Hashed / Universe Performance

tracy · Post by **tracy** » Mon Nov 30, 2009 6:18 pm

My data in a Sequential file looks something like this:

A 05/18/2009 100
A 06/03/2009 50
B 08/01/2009 40
C 07/01/2009 5

I've got a lookup table that looks something like this:

A 05/01/2009 06/30/2009
B 07/01/2009 12/31/2009
C 01/01/2010 12/31/2012

I've loaded this into a Hashed File where all three fields are keys.

In my job, I've got a Transformer Stage that has the Sequential File data coming in, as well as a Universe Stage that tries looking up the Code (A, B, or C) to make sure that the code was valid on the date in question. For instance, the record with "C" would be invalid since according to the lookup table it's only valid after 2010.

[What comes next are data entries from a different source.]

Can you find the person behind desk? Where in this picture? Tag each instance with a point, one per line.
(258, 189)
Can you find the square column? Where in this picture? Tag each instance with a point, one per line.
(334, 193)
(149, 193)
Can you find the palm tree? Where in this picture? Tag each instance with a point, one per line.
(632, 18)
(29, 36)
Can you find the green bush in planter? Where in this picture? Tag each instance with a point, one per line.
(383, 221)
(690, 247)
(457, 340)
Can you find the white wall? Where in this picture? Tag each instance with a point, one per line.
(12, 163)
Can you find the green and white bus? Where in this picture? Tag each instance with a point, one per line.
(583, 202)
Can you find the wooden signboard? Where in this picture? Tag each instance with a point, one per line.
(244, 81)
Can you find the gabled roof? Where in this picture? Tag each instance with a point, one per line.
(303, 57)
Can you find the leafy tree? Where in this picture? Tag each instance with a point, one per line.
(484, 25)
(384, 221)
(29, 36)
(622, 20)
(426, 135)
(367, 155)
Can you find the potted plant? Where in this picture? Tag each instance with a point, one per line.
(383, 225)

In my the Universe stage under "SQL for referenc Inputs", I have something that looks like this:

SELECT CODE, STARTE_DATE, END_DATE
FROM HASHED_FILE
WHERE CODE = ?
AND START_DATE <= ?
AND END_DATE >= ?

This is working. But it's really low. The records passing through go at 2 rows per second.

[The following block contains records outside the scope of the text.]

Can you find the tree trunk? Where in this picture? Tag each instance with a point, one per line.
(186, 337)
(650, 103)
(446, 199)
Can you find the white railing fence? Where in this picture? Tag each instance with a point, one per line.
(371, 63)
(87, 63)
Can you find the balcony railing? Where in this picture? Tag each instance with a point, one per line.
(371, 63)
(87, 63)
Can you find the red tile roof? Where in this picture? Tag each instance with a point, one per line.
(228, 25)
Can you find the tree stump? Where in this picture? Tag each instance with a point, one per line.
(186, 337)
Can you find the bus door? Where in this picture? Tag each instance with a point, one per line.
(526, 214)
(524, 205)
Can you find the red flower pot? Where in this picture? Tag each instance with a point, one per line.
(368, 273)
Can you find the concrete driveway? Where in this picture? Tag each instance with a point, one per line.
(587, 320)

I took out the Universe stage and it jumps up to 2000 rps. And when I changed the "<=" and ">=" to simple "=" it also ran fast. I also noticed that if my Hashed file has 30,000 records in it it's slow, but if it only has 100, it's much faster rps.

I've had other situations with non-hashed files where we've changed one setting and it really sped things up. Is there any such thing here?

chulett · Post by **chulett** » Mon Nov 30, 2009 6:57 pm

For the Universe stage to be 'functional' over a hashed file like that, you need to create a secondary index over those fields. A search for CREATE.INDEX and BUILD.INDEX should get you the syntax here.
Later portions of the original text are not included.